Her chest heaved as she gasped for more oxygen, her verbal vomit more taxing than she’d anticipated.
“I’ve been so scared of loving someone and being left that I became the leaver. I thought Tucker and I would be safe from that. I fell in love with the picture he painted of what our life would be like, and I still messed up.”

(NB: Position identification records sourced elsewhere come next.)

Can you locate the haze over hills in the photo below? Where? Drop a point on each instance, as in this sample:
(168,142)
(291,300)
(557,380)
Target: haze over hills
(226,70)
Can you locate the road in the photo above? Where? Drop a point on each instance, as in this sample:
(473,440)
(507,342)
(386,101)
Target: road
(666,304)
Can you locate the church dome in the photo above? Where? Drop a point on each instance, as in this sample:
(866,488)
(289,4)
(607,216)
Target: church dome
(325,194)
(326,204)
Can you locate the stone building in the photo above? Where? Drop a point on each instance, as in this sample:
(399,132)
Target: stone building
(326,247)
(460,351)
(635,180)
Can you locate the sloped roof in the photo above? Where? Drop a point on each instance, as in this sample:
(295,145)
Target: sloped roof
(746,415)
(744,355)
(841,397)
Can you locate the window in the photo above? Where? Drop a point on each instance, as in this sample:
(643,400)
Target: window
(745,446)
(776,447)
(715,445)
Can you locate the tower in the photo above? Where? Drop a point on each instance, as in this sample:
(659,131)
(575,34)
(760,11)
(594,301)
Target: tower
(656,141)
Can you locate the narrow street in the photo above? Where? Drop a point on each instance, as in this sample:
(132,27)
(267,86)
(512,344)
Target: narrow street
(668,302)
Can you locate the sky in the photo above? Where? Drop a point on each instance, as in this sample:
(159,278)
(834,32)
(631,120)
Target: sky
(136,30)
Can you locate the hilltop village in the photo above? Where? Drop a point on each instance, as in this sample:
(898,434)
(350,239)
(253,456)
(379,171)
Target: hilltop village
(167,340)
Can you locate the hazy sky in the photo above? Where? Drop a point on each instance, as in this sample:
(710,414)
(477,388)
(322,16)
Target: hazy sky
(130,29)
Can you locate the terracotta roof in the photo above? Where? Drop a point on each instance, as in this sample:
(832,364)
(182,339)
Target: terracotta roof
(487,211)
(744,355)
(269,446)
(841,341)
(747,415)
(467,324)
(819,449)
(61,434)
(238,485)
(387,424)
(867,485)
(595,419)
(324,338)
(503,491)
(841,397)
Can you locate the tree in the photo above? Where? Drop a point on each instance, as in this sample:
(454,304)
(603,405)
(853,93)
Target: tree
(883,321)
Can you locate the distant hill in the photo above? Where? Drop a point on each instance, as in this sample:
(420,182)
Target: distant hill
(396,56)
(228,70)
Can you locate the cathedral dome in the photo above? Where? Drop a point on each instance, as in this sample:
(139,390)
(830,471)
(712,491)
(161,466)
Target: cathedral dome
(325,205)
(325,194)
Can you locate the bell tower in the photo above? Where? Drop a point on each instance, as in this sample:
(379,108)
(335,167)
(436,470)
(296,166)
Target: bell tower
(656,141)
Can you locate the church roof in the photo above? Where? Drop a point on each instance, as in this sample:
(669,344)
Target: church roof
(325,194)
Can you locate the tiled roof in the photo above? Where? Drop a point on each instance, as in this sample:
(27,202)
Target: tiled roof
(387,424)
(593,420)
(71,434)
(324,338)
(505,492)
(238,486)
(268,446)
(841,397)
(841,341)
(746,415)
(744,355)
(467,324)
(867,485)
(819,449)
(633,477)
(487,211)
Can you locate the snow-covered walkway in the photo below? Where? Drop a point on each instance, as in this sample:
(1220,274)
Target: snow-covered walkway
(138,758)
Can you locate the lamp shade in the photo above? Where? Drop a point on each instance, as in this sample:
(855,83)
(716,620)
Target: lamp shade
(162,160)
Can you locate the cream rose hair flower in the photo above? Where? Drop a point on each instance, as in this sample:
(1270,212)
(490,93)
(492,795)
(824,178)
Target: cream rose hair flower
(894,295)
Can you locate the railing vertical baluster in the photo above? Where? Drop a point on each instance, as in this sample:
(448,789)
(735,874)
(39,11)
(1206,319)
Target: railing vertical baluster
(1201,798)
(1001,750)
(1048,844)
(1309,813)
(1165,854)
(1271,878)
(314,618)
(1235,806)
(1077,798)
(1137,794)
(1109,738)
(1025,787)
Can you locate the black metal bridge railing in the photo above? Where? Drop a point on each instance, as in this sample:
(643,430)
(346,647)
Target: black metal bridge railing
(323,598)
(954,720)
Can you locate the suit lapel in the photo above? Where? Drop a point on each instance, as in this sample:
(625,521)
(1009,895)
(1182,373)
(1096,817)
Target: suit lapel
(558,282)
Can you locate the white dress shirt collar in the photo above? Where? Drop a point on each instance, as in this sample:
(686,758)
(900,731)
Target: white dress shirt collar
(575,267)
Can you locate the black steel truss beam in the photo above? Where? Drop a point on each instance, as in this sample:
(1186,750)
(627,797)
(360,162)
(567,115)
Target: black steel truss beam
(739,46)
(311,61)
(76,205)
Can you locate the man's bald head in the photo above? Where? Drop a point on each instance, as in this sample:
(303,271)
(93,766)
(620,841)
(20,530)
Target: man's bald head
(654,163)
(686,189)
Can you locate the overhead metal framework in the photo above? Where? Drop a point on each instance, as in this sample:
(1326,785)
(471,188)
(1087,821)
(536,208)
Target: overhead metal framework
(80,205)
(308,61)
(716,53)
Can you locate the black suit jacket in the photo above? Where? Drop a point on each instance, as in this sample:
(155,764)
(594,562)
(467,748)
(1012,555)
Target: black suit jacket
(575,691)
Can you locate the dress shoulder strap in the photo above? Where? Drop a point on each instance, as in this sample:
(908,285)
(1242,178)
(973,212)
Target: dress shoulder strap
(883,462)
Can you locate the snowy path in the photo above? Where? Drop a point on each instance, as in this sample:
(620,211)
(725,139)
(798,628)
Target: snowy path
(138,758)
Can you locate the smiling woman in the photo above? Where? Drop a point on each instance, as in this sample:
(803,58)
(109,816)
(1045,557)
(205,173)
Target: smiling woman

Her mom’s gaze remained fixed on Lily as she sipped slowly from her own wineglass. Her eyes were neither wide nor narrowed. In fact, her expression hadn’t changed at all, which was more frightening than all the scenarios Lily had imagined, because in this one, she had zero clue what her mom was thinking.
Finally, her mom set her glass down and rested her hands on the coffee table in front of her. “But you didn’t love him. And he fell for someone else and cheated on you.”
Lily’s mouth fell open.
“You didn’t answer your phone on your birthday,” she said matter-of-factly. “So I called Tucker. Figured I’d catch you two out celebrating or something.”
Lily’s eyes burned. “You—you knew?” she asked, voice shaking. “You’ve known for almost three weeks?”